Я попросила его не беспокоиться – у меня не было никакой уверенности, что я опознаю этот валун в общей куче.
– У меня тоже, – выговорил он.
В его голосе сквозило разочарование. Я не знала, что он хочет увидеть или прочувствовать.
Да и на свой счет могла бы сказать то же самое.

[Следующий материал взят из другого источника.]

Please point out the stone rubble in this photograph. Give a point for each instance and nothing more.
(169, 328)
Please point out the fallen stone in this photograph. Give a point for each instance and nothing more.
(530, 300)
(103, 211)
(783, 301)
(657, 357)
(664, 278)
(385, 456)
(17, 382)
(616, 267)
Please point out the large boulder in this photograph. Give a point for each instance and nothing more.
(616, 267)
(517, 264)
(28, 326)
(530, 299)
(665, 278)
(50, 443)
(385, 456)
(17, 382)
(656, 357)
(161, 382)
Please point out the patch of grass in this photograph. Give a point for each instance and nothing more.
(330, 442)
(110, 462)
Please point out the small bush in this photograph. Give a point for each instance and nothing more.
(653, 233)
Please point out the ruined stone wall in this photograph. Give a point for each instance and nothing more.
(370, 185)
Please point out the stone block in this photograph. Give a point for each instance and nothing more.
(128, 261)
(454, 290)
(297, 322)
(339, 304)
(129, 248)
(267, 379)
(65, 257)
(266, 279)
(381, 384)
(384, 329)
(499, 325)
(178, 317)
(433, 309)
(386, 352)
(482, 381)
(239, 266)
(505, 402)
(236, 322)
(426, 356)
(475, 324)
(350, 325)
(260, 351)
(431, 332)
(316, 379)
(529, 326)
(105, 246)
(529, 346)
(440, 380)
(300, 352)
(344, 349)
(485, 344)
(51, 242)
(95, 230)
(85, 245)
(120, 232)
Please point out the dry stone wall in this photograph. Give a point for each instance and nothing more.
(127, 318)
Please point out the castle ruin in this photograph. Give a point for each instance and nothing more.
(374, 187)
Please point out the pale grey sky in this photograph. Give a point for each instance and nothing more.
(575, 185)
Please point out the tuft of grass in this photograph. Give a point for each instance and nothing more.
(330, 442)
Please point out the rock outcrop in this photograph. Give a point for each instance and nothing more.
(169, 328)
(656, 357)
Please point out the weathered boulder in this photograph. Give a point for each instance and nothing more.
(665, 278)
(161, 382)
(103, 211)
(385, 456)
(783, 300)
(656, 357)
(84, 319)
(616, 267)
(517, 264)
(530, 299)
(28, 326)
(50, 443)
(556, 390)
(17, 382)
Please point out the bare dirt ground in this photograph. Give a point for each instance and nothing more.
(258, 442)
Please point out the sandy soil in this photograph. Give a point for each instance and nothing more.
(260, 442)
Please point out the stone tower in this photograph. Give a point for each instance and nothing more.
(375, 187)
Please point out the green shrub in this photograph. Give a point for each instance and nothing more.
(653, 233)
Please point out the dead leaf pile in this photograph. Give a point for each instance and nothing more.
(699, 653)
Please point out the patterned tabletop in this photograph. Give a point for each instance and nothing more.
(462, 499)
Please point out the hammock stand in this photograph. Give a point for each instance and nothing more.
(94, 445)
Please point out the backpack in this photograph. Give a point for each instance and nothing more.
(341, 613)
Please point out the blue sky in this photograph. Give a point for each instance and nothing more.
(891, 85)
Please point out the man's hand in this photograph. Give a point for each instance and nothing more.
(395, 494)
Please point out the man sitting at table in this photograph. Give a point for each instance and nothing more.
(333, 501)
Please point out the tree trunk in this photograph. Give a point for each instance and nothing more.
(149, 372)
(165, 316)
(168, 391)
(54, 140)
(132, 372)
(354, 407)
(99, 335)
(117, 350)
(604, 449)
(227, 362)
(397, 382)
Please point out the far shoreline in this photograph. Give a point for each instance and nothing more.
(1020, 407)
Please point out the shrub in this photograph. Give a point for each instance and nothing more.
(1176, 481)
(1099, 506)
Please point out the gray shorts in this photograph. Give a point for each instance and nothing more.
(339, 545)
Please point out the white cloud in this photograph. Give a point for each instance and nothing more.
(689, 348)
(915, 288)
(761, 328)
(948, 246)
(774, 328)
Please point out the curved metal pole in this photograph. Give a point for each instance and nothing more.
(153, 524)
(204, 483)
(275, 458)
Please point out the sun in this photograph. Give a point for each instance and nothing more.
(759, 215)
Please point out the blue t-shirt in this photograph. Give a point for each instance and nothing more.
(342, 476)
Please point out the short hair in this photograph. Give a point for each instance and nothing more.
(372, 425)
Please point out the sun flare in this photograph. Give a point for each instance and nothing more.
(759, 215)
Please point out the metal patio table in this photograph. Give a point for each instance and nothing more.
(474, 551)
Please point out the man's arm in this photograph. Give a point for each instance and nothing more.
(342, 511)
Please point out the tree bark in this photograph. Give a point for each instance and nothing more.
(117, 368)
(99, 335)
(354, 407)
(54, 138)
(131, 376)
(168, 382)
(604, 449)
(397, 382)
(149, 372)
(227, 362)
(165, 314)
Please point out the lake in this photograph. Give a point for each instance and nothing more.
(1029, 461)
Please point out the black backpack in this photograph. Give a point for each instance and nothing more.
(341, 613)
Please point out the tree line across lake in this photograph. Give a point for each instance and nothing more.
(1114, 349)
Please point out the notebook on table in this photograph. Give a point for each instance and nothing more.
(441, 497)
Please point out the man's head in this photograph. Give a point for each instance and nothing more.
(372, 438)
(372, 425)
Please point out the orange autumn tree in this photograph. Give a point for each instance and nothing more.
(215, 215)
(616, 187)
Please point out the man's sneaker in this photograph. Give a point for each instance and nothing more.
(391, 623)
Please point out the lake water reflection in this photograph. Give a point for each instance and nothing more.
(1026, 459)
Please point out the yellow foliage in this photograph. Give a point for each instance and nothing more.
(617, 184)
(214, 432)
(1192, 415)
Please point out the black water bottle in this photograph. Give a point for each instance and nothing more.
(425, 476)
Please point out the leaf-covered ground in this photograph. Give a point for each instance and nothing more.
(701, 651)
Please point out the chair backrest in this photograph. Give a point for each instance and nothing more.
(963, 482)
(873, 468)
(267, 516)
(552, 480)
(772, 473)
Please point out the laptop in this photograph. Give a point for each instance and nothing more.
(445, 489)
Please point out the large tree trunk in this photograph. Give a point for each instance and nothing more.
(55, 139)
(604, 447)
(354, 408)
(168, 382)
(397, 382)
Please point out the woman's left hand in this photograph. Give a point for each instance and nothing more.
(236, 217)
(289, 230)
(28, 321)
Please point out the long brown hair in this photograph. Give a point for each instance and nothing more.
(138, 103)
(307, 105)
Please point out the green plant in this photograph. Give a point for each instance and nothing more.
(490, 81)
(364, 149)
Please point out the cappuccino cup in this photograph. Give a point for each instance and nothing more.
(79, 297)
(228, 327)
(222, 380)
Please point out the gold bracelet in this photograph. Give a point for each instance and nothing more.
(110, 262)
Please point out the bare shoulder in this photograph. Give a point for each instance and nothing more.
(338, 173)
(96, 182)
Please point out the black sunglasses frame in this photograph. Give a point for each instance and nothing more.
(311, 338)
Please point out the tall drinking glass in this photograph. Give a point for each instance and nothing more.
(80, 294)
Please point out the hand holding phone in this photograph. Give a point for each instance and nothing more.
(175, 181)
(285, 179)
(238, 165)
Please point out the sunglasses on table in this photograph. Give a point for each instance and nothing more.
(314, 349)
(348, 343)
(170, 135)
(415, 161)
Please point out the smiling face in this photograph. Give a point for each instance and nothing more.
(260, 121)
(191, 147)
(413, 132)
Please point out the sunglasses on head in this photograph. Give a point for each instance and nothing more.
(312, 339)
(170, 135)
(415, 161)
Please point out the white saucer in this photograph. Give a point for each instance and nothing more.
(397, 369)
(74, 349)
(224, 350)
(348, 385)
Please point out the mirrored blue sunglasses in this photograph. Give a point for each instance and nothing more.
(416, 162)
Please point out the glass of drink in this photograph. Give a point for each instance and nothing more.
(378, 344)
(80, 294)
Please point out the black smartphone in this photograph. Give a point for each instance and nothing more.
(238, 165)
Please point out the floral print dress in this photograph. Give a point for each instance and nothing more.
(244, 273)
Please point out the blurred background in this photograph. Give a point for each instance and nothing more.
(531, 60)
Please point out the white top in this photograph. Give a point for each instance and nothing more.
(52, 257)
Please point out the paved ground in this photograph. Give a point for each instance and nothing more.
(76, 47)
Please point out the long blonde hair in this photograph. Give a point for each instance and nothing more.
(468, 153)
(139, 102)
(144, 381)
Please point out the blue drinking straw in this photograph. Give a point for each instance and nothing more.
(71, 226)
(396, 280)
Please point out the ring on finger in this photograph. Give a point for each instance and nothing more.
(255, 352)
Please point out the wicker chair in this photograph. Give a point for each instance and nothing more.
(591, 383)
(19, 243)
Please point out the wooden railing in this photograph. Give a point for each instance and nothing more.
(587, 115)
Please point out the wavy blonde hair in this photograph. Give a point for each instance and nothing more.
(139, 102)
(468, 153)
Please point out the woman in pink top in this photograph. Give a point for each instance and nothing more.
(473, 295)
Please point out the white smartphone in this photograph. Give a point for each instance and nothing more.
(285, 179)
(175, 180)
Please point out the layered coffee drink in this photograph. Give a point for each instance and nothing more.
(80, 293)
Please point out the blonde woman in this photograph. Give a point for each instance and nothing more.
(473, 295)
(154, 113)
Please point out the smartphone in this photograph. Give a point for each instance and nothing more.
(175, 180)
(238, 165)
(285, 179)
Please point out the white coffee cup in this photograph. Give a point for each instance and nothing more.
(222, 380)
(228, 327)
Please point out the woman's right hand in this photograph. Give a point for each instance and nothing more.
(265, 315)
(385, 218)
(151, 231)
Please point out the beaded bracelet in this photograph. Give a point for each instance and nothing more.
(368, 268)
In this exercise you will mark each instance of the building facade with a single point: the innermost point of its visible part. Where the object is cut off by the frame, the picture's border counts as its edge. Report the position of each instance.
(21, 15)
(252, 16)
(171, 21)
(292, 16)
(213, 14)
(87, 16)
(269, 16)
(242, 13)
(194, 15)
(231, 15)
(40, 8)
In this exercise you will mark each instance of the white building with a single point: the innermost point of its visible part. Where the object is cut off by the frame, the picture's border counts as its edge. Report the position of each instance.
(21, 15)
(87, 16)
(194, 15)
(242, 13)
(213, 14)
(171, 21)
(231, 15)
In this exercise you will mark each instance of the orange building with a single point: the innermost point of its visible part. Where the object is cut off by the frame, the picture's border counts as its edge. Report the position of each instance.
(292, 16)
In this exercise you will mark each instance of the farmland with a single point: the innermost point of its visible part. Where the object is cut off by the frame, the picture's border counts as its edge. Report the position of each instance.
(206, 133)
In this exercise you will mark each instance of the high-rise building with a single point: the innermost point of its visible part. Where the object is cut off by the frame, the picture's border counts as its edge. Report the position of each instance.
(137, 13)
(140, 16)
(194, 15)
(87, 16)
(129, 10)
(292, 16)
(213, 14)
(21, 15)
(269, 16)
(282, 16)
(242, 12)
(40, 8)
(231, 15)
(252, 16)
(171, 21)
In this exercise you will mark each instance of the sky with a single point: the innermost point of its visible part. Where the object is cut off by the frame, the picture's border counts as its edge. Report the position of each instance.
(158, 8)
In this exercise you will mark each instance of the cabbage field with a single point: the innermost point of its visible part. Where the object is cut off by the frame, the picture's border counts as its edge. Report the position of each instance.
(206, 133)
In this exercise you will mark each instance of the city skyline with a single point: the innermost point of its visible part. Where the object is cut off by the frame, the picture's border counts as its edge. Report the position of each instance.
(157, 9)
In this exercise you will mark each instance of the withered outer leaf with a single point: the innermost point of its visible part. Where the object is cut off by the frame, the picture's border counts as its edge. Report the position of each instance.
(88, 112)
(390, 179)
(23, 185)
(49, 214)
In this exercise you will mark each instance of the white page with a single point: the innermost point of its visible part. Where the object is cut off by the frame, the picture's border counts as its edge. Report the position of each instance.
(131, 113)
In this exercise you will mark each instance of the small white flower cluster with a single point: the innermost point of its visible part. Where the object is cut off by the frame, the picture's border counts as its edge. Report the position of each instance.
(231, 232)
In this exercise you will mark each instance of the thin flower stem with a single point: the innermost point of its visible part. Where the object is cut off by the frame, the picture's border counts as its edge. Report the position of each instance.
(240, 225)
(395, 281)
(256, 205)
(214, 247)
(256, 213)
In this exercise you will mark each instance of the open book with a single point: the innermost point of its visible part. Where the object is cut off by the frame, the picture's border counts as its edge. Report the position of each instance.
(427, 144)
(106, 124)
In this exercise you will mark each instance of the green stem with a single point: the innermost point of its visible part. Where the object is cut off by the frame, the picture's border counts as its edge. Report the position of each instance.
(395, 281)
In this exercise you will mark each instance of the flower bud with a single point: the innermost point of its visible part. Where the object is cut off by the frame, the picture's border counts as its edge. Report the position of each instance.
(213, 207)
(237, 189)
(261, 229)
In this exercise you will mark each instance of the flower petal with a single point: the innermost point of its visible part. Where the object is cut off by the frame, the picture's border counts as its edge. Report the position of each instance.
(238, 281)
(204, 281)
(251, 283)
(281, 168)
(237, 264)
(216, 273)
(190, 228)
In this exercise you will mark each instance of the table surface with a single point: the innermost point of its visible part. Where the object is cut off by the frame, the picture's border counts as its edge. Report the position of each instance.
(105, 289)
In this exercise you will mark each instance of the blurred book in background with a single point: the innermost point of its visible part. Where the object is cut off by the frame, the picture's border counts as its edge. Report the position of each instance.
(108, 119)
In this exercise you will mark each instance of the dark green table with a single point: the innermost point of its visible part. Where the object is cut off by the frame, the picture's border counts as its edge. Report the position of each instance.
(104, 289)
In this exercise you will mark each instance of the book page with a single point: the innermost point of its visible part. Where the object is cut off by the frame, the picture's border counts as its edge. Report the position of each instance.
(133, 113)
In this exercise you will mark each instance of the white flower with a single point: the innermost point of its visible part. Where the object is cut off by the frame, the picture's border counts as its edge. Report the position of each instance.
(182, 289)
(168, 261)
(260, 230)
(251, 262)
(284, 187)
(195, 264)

Будь я помоложе, тут же сплела бы целую историю. Как мистер Блэк полюбил одну из моих тетушек, а тетушка – не обязательно та же самая – полюбила его. Как он доверил одной из них свою тайну: что занесло его в округ Гурон, за сотни миль от дома. По прошествии времени я бы передумала и сказала так: он действительно хотел открыться, а в конечном счете унес в могилу и свою тайну, и свою любовь. Жутким, но достоверным способом я бы связала это молчание с причиной его смерти. Но теперь я больше не считаю, что людские тайны можно четко обозначить и передать другим, что чужие чувства могут открыться тебе в полной мере и стать понятными. Больше я в это не верю. Теперь могу сказать лишь одно: сестры моего отца драили полы щелоком, вручную провеивали овес и доили коров. Наверное, они принесли в сарай лоскутное одеяло и подстелили его отшельнику, чтобы тот не лежал на голой земле; наверное, они капля за каплей цедили воду из жестяной кружки в его истерзанный рот. Такова была их жизнь. А жизнь маминых кузин была совсем иной: те любили наряжаться и фотографироваться, любили выходить в свет. Так или иначе, сейчас никого из них не осталось. Какая-то частица тех и других живет во мне. А валуна больше нет, гора Хеврон пошла на гравий, и нужно дважды подумать, прежде чем сокрушаться о захороненной здесь жизни.